= Leinster group =

In mathematics, a group-theoretic analogue of the perfect numbers

In mathematics, a Leinster group is a finite group whose order equals the sum of the orders of its proper normal subgroups.

The Leinster groups are named after Tom Leinster, a mathematician at the University of Edinburgh, who wrote about them in a paper written in 1996 but not published until 2001. He called them "perfect groups" and later "immaculate groups",
but they were renamed as the Leinster groups by De Medts & Maróti (2013) because "perfect group" already had a different meaning (a group that equals its commutator subgroup).

Leinster groups give a group-theoretic way of analyzing the perfect numbers and of approaching the still-unsolved problem of the existence of odd perfect numbers.
For a cyclic group, the orders of the subgroups are just the divisors of the order of the group,
so a cyclic group is a Leinster group if and only if its order is a perfect number. More strongly, as Leinster proved, an abelian group is a Leinster group if and only if it is a cyclic group whose order is a perfect number. Moreover Leinster showed that dihedral Leinster groups are in one-to-one correspondence with odd perfect numbers, so the existence of odd perfect numbers is equivalent to the existence of dihedral Leinster groups.

==Examples==
The cyclic groups whose order is a perfect number are Leinster groups.

It is possible for a non-abelian Leinster group to have odd order; an example of order 355433039577 was constructed by François Brunault.

Other examples of non-abelian Leinster groups include certain groups of the form $\operatorname{A}_n \times \operatorname{C}_m$, where $\operatorname{A}_n$ is an alternating group and $\operatorname{C}_m$ is a cyclic group.
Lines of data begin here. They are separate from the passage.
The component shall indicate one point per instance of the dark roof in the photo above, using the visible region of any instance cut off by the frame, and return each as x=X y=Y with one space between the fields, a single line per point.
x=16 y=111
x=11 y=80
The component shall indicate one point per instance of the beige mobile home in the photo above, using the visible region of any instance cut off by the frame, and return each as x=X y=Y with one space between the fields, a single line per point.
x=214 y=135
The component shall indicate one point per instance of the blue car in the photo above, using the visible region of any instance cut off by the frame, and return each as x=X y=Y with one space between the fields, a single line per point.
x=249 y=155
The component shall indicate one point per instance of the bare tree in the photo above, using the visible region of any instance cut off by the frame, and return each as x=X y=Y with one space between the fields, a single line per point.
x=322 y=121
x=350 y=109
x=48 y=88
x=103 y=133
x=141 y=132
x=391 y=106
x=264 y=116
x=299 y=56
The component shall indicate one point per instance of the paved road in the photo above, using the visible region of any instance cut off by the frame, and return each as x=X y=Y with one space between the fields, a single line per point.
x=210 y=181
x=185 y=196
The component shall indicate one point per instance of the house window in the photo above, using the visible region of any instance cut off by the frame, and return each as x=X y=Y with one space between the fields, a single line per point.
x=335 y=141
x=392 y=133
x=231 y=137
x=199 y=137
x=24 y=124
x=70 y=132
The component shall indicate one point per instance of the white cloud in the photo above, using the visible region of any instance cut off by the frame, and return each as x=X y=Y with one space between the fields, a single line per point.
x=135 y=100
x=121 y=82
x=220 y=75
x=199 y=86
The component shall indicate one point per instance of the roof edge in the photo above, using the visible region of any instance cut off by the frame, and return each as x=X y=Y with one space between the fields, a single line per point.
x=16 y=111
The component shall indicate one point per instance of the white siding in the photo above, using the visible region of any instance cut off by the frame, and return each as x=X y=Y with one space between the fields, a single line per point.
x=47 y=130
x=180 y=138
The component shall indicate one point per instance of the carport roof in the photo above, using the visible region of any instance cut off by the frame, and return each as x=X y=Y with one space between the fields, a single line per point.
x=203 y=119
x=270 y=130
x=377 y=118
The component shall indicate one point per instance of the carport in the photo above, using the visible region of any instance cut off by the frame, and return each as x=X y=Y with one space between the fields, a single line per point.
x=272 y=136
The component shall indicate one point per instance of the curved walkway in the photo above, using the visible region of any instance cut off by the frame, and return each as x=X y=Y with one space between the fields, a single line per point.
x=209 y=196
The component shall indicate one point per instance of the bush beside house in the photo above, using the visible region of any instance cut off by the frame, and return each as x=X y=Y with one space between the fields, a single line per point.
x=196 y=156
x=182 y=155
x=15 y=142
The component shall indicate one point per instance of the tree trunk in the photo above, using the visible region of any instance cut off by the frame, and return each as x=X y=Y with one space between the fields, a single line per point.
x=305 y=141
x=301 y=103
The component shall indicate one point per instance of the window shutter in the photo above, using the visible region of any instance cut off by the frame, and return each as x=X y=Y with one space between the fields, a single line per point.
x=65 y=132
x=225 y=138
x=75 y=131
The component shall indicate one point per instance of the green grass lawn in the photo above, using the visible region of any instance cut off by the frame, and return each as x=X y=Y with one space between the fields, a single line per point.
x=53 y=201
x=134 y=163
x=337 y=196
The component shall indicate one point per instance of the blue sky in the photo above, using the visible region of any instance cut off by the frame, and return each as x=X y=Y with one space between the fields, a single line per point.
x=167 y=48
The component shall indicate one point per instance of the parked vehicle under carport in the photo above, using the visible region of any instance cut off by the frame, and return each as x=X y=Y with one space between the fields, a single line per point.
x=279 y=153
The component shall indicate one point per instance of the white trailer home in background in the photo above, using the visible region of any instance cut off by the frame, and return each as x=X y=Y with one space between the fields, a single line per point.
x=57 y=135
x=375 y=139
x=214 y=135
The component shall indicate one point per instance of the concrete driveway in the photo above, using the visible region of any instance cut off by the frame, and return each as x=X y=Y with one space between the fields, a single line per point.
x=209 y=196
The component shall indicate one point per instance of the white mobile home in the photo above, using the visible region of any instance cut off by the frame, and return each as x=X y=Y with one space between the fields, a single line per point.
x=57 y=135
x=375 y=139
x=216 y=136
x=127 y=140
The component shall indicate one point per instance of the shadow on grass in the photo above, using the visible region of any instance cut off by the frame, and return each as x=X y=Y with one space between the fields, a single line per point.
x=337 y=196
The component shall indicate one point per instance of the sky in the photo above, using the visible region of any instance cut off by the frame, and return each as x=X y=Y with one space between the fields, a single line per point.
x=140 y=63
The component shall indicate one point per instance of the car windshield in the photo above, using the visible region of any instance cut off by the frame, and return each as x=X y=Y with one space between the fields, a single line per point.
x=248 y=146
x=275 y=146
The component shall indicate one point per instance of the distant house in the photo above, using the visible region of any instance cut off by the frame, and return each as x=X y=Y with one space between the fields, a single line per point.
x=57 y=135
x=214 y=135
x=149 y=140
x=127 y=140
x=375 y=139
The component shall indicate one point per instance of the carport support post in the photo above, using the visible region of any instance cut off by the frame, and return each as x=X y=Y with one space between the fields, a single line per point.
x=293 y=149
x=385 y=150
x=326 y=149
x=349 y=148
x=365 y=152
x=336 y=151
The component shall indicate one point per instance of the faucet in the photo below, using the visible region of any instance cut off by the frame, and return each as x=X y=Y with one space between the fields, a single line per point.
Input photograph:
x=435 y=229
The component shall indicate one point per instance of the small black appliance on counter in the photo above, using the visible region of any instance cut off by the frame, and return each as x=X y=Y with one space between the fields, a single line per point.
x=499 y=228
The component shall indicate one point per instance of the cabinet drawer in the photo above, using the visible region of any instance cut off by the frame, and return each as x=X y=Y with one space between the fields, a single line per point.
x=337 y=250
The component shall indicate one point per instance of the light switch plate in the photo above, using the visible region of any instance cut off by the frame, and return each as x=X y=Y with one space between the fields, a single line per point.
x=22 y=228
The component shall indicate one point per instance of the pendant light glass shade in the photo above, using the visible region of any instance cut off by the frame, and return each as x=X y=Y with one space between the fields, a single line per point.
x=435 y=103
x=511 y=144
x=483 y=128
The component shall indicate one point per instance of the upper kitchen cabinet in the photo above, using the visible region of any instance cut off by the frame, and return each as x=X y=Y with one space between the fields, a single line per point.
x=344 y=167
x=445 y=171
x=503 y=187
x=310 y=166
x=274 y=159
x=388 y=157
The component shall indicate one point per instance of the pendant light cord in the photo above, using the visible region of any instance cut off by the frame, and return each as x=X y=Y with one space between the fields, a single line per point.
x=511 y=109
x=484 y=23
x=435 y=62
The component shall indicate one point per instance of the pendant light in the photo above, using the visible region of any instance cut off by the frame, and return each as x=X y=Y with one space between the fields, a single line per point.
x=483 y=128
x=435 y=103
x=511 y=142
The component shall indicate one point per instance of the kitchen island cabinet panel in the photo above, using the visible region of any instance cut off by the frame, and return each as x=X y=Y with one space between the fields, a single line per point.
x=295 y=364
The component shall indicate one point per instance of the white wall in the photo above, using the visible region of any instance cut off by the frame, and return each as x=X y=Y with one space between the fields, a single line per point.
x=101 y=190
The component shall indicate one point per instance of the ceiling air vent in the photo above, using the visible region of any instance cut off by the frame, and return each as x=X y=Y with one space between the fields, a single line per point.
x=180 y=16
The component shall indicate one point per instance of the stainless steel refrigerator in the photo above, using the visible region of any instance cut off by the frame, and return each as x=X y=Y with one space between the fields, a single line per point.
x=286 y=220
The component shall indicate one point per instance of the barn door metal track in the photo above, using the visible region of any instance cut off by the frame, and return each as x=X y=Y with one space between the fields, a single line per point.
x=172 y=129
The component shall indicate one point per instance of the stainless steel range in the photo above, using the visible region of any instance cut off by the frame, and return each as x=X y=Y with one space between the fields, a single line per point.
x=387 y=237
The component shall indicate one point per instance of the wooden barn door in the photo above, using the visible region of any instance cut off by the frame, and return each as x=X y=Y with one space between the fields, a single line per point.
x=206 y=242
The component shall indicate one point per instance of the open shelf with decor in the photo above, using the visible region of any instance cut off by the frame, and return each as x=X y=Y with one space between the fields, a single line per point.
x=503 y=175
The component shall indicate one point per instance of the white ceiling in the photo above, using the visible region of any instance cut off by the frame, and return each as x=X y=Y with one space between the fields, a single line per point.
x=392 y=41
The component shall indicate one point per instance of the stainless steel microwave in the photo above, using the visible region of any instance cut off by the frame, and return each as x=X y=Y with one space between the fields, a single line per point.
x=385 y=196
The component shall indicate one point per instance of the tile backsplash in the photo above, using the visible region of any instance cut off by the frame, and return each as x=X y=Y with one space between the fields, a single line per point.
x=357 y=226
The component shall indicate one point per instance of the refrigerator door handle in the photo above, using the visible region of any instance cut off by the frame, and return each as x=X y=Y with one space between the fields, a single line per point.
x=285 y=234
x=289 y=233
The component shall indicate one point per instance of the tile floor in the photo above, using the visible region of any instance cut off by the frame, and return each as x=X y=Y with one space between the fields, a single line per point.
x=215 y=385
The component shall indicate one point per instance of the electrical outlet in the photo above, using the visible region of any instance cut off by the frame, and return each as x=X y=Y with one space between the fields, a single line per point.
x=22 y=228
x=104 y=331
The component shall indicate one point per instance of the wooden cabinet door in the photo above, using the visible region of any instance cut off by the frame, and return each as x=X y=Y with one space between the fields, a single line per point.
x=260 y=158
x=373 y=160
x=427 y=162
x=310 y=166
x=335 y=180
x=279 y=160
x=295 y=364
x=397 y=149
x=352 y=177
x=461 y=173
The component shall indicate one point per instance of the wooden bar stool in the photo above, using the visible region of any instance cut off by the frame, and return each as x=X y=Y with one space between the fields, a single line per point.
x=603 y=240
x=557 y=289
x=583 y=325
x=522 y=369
For instance, the groups $\operatorname{A}_5 \times \operatorname{C}_{15128}$, $\operatorname{A}_6 \times \operatorname{C}_{366776}$ , $\operatorname{A}_{7} \times \operatorname{C}_{5919262622}$ and $\operatorname{A}_{10} \times \operatorname{C}_{691816586092}$ are Leinster groups. The same examples can also be constructed with symmetric groups, i.e., groups of the form $\operatorname{S}_n \times \operatorname{C}_{m}$, such as $\operatorname{S}_3 \times \operatorname{C}_{5}$.

The possible orders of Leinster groups form the integer sequence
6, 12, 28, 30, 56, 360, 364, 380, 496, 760, 792, 900, 992, 1224, ...

It is unknown whether there are infinitely many Leinster groups.

== Properties ==
- There are no Leinster groups that are symmetric or alternating.
- There is no Leinster group of order p^{2}q^{2} where p, q are primes.
- No finite semi-simple group is Leinster.
- No p-group can be a Leinster group.
- All abelian Leinster groups are cyclic with order equal to a perfect number.